Word2Vec
Where word embeddings began
Word2Vec was published by Mikolov at Google in 2013. The core idea is straightforward β words appearing in similar contexts carry similar meanings.
Two architectures exist. CBOW takes surrounding words as input and predicts the center word. Skip-gram does the reverse: one word predicts its neighbors.
Structure: a shallow 2-layer neural network
Word2Vec is technically a neural network, just a very shallow one. Input layer β one hidden layer β output layer. That's it.
Feed in "cat" as a one-hot vector, and the output layer predicts context words like "cute" or "animal." After training, you extract the hidden layer's weight matrix β those weights ARE the word vectors.
If the hidden layer size is 300, every word becomes a 300-dimensional vector. Cosine similarity between these vectors gives you semantic distance.
Training your own vs. pretrained models
Word2Vec trains a neural network directly on your data. You need tens or hundreds of thousands of examples, and a GPU helps. The payoff is domain-optimized vectors.

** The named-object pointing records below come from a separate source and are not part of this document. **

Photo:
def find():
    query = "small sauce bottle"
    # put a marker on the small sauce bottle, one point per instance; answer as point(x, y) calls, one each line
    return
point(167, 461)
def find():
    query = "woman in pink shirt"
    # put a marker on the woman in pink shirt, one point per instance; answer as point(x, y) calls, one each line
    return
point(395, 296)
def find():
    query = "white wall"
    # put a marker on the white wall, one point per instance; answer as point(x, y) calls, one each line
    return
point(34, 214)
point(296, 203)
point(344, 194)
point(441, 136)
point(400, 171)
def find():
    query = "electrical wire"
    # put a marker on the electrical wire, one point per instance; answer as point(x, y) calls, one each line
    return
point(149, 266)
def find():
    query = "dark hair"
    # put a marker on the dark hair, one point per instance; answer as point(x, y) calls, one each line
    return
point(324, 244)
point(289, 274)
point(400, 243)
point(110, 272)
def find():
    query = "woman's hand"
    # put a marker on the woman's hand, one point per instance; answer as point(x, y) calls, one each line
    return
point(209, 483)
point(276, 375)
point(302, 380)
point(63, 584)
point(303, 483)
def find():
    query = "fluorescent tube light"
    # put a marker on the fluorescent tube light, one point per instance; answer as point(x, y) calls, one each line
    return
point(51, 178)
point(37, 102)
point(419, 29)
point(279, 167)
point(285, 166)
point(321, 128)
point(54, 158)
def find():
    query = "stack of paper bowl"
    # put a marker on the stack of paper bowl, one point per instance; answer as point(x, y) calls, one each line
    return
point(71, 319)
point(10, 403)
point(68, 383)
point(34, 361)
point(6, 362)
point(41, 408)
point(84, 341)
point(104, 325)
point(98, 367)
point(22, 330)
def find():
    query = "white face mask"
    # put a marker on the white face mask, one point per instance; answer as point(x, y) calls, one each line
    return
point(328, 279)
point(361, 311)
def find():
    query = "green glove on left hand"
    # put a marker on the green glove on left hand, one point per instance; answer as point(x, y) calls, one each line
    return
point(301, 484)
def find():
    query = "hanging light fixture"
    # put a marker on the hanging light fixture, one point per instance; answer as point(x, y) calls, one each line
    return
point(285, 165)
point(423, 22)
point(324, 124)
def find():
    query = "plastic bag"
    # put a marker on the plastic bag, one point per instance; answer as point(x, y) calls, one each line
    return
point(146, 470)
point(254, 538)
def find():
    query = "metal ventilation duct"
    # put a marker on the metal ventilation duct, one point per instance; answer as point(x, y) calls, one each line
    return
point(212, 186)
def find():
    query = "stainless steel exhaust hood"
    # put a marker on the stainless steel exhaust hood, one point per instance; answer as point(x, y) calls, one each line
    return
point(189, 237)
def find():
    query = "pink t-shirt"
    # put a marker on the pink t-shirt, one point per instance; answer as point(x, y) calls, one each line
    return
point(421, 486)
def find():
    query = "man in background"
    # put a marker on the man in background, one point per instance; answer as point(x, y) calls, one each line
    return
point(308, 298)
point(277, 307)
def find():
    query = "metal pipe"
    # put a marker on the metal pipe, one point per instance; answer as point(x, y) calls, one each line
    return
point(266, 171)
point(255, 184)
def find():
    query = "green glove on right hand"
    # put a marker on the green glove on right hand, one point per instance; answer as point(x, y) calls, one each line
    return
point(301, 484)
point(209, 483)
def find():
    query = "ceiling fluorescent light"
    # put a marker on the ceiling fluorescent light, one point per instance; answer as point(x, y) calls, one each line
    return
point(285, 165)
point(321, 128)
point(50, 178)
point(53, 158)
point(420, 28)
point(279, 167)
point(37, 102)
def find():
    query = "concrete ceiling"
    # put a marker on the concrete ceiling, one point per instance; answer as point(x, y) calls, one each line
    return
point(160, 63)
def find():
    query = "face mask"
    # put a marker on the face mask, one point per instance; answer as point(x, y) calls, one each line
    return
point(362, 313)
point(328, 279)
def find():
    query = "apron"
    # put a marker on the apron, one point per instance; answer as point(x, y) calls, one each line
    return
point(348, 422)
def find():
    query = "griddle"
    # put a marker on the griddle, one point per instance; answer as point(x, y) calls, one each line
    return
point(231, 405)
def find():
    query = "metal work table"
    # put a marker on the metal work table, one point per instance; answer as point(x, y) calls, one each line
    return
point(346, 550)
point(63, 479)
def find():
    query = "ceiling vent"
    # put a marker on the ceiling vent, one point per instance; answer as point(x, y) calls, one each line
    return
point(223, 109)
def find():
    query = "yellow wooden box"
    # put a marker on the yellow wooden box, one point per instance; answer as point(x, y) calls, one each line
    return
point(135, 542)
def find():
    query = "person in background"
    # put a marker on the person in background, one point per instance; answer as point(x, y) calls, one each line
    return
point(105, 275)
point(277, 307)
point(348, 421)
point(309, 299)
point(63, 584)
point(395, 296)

Pretrained models like OpenAI's text-embedding-3-small are already trained on massive internet text. You call an API and get vectors back. Works with small datasets and supports multilingual out of the box, but won't be tuned to your domain.
Why it matters for RecSys
The real value is that vector arithmetic works: "king - man + woman = queen." Apply this idea to items and you get Item2Vec.
Compute similarity in the learned vector space, and you can find "items like this one" without explicit tags or categories.
How It Works
Extract word-context pairs from large text corpus
Train prediction with shallow neural net (1 hidden layer)
Speed up training with Negative Sampling
Hidden layer weights become word embeddings
Pros
- ✓ Fast training, handles millions of words
- ✓ Captures semantic relations via vector arithmetic
Cons
- ✗ Cannot distinguish polysemy (bank = finance? riverbank?)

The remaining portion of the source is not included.